Nanostarfruits begin as gold nanowires with pentagonal cross-sections. Rice chemist Eugene Zubarev believes silver ions and bromide combine to form an insoluble salt that retards particle growth along the pentagons’ flat surfaces.
HOUSTON, US: Eugene Zubarev, Associate Professor, Rice Univeristy and Leonid Vigderman, Graduate Student, Rice Univeristy synthesized starfruit-shaped gold nanorods, which could nourish applications that rely on surface-enhanced Raman spectroscopy (SERS). The researchers found their particles returned signals 25 times stronger than similar nanorods with smooth surfaces. That may ultimately make it possible to detect very small amounts of such organic molecules as DNA and biomarkers.
“There’s a great deal of interest in sensing applications. SERS takes advantage of the ability of gold to enhance electromagnetic fields locally. Fields will concentrate at specific defects, like the sharp edges of our nanostarfruits, and that could help detect the presence of organic molecules at very low concentration. If we take the spectrum of organic molecules in solution and compare it to when they are adsorbed on a gold particle, the difference can be millions of times. The potential to further boost that stronger signal by a factor of 25 is significant,” said Zubarev.
Zubarev and Vigderman grew batches of the star-shaped rods in a chemical bath. They started with seed particles of highly purified gold nanorods with pentagonal cross-sections developed by Zubarev’s lab in 2008 and added them to a mixture of silver nitrate, ascorbic acid and gold chloride.

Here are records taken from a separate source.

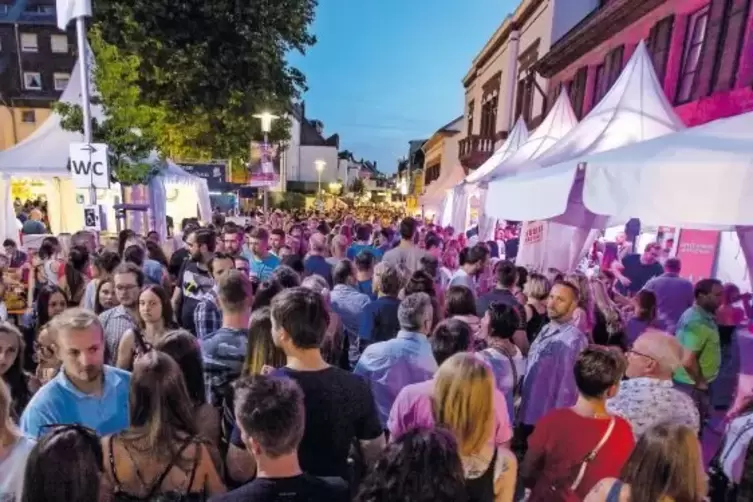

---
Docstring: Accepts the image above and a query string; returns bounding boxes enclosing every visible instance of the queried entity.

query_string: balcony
[458,134,497,174]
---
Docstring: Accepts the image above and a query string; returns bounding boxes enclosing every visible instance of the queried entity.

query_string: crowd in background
[0,211,753,502]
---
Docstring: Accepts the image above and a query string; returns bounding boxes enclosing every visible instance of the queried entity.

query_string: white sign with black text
[84,204,102,232]
[69,143,110,189]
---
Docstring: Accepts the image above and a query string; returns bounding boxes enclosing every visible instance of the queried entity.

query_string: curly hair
[355,427,467,502]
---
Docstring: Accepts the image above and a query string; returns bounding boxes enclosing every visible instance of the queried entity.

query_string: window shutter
[712,0,750,92]
[693,0,728,100]
[649,15,675,85]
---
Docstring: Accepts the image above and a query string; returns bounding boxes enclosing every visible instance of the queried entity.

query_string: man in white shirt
[607,330,700,438]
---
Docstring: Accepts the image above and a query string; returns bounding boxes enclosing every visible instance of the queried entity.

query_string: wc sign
[68,143,110,189]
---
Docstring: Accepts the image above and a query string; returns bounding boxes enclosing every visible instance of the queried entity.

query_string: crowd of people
[0,212,753,502]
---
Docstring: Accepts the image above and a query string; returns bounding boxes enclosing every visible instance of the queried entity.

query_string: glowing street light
[314,160,327,194]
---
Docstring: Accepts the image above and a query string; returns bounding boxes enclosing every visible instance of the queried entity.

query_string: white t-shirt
[0,437,34,502]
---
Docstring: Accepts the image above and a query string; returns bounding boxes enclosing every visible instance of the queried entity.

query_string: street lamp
[254,112,280,218]
[314,160,327,198]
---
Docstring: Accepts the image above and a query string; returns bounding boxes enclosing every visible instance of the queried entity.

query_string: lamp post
[254,112,279,219]
[314,160,327,199]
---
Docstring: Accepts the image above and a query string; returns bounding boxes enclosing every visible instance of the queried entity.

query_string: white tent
[452,92,578,240]
[485,42,685,222]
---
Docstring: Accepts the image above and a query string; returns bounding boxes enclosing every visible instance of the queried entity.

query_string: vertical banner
[677,229,721,283]
[247,141,280,187]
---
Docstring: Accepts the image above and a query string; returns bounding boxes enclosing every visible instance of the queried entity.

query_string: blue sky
[290,0,517,173]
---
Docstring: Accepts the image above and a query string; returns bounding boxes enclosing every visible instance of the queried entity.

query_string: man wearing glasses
[607,330,700,438]
[99,262,144,365]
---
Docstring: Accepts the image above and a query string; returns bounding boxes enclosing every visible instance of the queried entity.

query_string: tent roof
[486,42,685,224]
[483,91,578,181]
[465,117,528,183]
[0,47,104,177]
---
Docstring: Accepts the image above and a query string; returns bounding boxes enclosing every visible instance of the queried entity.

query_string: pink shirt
[387,380,512,446]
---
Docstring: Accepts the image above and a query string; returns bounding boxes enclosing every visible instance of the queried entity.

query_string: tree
[92,0,317,159]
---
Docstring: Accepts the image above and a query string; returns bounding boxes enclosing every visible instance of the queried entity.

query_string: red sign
[524,221,544,244]
[677,230,721,283]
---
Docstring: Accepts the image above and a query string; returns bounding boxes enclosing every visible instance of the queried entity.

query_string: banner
[178,162,227,191]
[247,141,280,187]
[677,230,721,283]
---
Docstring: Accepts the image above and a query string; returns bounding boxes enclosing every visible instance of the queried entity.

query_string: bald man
[607,330,700,438]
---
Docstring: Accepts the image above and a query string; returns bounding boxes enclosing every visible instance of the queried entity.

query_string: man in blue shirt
[20,308,131,438]
[248,227,280,281]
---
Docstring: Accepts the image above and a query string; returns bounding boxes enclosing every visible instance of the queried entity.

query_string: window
[676,8,709,104]
[53,73,71,91]
[24,71,42,91]
[21,33,39,52]
[591,63,607,108]
[570,66,588,119]
[50,35,68,54]
[648,16,675,85]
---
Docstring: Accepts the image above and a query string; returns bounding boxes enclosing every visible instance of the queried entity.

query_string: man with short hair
[354,293,437,429]
[449,244,489,290]
[193,253,235,340]
[673,279,724,423]
[99,262,144,364]
[330,260,371,367]
[199,270,254,407]
[212,375,350,502]
[269,228,285,258]
[382,217,426,275]
[607,330,700,439]
[248,227,282,281]
[20,308,131,438]
[172,228,217,335]
[643,258,694,333]
[358,262,405,349]
[303,233,332,288]
[227,288,384,481]
[612,242,664,296]
[518,282,588,435]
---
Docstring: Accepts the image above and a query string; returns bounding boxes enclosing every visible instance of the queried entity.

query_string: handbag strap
[570,417,617,491]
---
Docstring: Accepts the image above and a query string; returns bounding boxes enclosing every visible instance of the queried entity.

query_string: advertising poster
[677,230,720,283]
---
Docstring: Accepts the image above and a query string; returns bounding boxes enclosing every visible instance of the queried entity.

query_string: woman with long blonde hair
[102,350,225,502]
[432,353,517,502]
[585,423,707,502]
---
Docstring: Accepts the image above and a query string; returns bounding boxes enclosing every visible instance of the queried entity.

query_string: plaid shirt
[193,288,222,340]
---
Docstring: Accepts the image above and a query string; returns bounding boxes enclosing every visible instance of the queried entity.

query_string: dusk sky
[291,0,516,174]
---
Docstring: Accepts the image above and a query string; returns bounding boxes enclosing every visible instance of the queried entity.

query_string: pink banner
[677,230,721,283]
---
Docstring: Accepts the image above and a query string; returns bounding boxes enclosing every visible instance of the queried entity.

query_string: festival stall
[485,42,684,269]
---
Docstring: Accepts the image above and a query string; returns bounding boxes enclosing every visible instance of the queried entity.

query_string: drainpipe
[502,30,520,132]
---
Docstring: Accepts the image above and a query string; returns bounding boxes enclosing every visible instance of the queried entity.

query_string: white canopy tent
[0,51,211,240]
[452,97,578,240]
[485,42,685,268]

Over 24 hours, the particles plumped up to 550 nanometre long and 55 nanometre wide, many with pointy ends. The particles take on ridges along their lengths; photographed tip-down with an electron microscope, they look like stacks of star-shaped pillows.

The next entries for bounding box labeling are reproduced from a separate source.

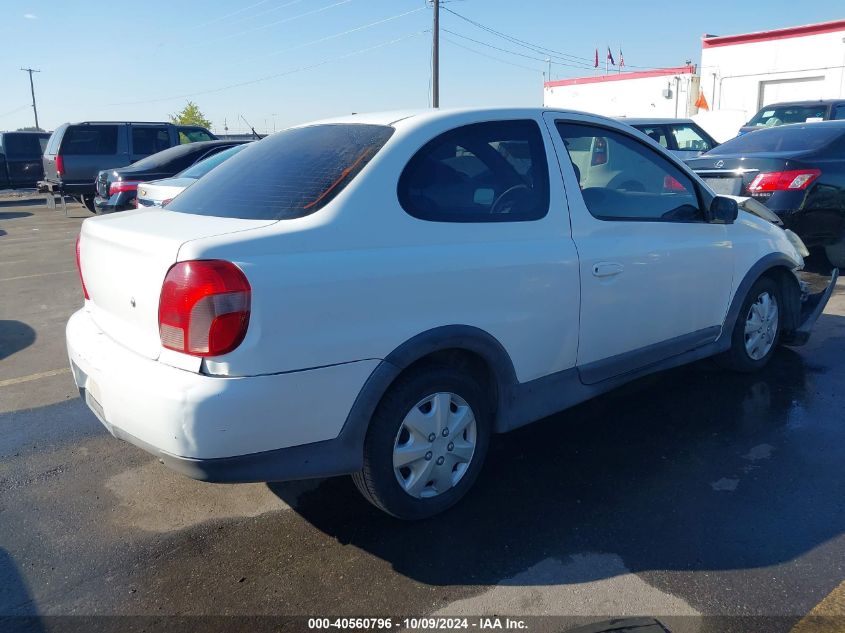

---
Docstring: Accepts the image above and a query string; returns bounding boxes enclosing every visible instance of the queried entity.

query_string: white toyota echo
[67,109,837,519]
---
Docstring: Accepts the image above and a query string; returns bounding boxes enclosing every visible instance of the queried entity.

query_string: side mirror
[710,196,739,224]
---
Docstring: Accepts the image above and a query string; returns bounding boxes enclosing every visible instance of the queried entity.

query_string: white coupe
[67,109,836,519]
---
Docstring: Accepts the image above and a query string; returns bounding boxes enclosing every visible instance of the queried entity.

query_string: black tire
[79,196,97,213]
[352,364,492,521]
[824,236,845,270]
[717,277,784,373]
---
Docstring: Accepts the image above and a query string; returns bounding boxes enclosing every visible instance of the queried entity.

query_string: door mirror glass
[710,196,739,224]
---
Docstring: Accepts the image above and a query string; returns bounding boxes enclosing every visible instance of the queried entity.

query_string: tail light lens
[748,169,822,193]
[109,180,138,196]
[158,260,252,356]
[76,235,91,299]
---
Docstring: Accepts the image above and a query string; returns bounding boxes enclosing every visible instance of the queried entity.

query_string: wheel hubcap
[745,292,778,360]
[393,392,477,499]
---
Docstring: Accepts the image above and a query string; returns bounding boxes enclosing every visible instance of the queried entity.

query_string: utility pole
[21,68,41,129]
[431,0,440,108]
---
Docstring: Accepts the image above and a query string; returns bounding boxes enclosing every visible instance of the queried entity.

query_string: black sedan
[94,141,244,213]
[686,121,845,268]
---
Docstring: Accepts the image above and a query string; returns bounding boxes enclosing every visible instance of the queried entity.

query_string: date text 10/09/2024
[308,616,528,631]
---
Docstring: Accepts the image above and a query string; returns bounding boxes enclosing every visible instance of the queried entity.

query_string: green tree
[170,101,211,130]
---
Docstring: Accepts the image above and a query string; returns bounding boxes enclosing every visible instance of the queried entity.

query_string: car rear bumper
[67,308,379,482]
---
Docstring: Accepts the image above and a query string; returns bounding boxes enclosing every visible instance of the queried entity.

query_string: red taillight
[76,235,91,299]
[109,180,138,196]
[158,259,252,356]
[748,169,822,193]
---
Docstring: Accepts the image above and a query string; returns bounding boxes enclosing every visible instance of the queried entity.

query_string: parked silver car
[135,143,248,207]
[619,118,718,160]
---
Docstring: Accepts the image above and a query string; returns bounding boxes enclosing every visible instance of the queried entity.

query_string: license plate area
[704,178,742,196]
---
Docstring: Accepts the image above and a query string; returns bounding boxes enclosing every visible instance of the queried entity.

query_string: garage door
[757,76,824,108]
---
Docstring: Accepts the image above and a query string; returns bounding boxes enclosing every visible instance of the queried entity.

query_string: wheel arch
[341,325,517,455]
[719,253,801,347]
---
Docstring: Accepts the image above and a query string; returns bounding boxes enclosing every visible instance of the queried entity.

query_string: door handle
[593,262,625,277]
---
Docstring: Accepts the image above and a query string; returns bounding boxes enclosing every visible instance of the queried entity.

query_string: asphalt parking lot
[0,197,845,633]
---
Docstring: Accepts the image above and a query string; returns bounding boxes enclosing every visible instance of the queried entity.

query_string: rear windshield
[748,104,828,127]
[708,123,845,156]
[61,125,117,155]
[176,145,246,178]
[167,124,393,220]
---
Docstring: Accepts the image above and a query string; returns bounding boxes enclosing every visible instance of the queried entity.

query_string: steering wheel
[490,185,531,213]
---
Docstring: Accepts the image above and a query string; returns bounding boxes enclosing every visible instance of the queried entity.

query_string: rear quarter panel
[179,115,579,381]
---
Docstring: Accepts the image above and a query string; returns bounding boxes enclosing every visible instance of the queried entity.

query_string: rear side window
[61,125,117,155]
[709,123,845,156]
[167,124,393,220]
[132,125,170,156]
[398,120,549,222]
[3,134,41,158]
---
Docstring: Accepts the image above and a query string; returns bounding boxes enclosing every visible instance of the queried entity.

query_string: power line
[217,0,352,42]
[443,37,541,73]
[443,29,586,69]
[220,7,425,68]
[443,7,672,69]
[109,29,429,106]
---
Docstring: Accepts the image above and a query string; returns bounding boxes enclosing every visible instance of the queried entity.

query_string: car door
[669,123,714,160]
[130,123,172,163]
[545,112,734,384]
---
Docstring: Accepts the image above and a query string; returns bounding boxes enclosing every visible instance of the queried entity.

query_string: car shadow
[0,547,44,633]
[0,319,36,360]
[269,330,845,585]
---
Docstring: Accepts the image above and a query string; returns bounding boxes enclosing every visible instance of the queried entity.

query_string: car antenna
[238,114,264,140]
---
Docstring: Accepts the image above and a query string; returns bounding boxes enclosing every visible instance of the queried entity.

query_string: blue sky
[0,0,845,132]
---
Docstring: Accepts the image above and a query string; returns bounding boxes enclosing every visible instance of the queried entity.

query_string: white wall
[543,69,697,117]
[700,22,845,121]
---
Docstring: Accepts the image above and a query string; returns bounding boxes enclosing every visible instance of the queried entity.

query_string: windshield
[708,123,845,156]
[167,124,393,220]
[748,104,827,127]
[175,145,246,178]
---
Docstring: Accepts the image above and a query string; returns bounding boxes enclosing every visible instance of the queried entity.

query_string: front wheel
[719,277,783,373]
[352,365,492,520]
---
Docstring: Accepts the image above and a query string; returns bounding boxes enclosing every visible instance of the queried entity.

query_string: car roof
[760,99,845,110]
[294,107,619,127]
[616,117,695,125]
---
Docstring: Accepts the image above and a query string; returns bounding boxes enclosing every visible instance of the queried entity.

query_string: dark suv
[38,121,217,211]
[0,132,50,189]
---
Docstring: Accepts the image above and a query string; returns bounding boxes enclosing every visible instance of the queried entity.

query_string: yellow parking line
[789,581,845,633]
[0,270,76,281]
[0,367,70,387]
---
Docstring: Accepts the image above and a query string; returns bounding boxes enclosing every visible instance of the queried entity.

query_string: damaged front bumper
[784,268,839,346]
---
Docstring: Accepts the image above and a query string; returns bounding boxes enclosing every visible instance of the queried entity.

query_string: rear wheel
[824,237,845,269]
[353,365,492,520]
[719,277,783,373]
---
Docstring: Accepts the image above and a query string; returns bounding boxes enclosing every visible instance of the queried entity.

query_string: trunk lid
[80,209,273,359]
[138,178,196,207]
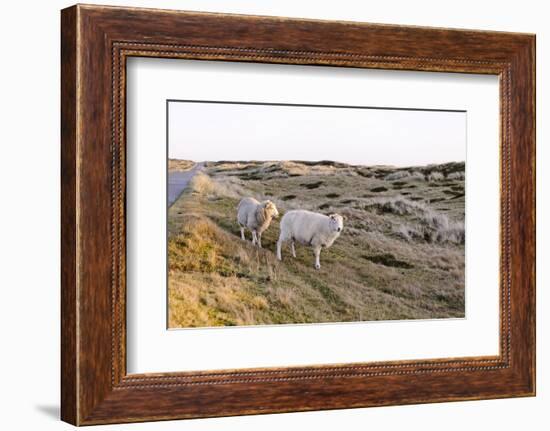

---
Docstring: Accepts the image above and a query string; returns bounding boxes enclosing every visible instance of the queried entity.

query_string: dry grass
[168,161,464,327]
[168,159,195,172]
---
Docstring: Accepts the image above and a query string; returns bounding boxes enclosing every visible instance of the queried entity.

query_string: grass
[168,161,464,328]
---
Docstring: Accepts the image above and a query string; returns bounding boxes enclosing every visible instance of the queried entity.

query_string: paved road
[168,162,204,207]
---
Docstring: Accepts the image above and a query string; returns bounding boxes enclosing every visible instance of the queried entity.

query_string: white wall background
[0,0,550,431]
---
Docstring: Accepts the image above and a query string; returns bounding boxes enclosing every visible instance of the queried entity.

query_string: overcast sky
[168,101,466,166]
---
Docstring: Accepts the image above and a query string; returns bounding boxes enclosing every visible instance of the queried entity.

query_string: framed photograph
[61,5,535,425]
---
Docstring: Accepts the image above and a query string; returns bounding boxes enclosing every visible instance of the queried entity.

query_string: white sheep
[277,210,344,269]
[237,198,279,248]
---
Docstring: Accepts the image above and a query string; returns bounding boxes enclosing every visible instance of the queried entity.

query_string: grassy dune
[168,161,464,327]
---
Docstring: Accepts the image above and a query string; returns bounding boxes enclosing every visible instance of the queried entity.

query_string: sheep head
[262,201,279,219]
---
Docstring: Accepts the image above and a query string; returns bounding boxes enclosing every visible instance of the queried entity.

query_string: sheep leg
[313,247,321,269]
[290,240,296,257]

“For a long time, our group has been interested in size amplification of particles. Just add gold chloride and a reducing agent to gold nanoparticles, and they become large enough to be seen with an optical microscope. But in the presence of silver nitrate and bromide ions, things happen differently. We believe a thin film of silver bromide forms on the side faces of rods and partially blocks them,” said Zubarev. When Zubarev and Vigderman added a common surfactant, cetyltrimethylammonium bromide (CTAB), to the mix, the bromide combined with the silver ions to produce an insoluble salt.
This in turn slowed down the deposition of gold on those flat surfaces and allowed the nanorods to gather more gold at the pentagon’s points, where they grew into the ridges that gave the rods their star-like cross-section. The researchers tried replacing silver with other metal ions such as copper, mercury, iron and nickel. All produced relatively smooth nanorods. “Unlike silver, none of these four metals form insoluble bromides, and that may explain why the amplification is highly uniform and leads to particles with smooth surfaces,” explained Zubarev.

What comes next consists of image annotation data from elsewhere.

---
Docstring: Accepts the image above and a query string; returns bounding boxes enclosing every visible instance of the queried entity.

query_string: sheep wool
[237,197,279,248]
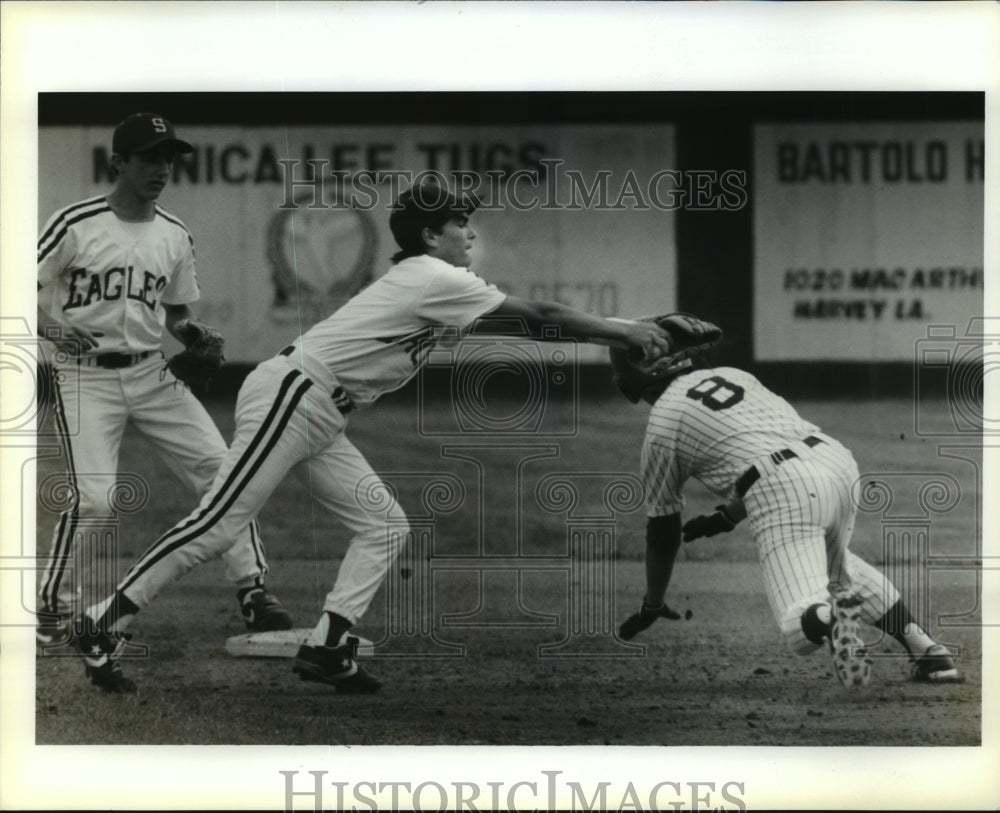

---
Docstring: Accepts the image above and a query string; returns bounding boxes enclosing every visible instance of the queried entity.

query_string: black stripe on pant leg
[119,373,312,590]
[119,370,301,590]
[42,370,80,609]
[168,370,304,533]
[123,370,301,582]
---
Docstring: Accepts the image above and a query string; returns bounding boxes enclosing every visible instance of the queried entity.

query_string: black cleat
[913,644,961,683]
[73,619,137,694]
[240,587,292,632]
[292,637,382,694]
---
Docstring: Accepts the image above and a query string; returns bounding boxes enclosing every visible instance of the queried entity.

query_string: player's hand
[618,601,681,641]
[681,505,736,542]
[48,325,104,356]
[625,322,670,363]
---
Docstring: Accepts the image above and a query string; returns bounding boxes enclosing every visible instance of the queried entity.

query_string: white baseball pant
[100,351,409,623]
[743,434,899,655]
[39,353,267,613]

The researchers also grew longer nanowires that, along with their optical advantages, may have unique electronic properties. “If we can modify the surface roughness such that biological molecules of interest will adsorb selectively on the surface of our rugged nanorods, then we can start looking at very low concentrations of DNA or cancer biomarkers. There are many cancers where the diagnostics depend on the lowest concentration of the biomarker that can be detected,” said Zubarev.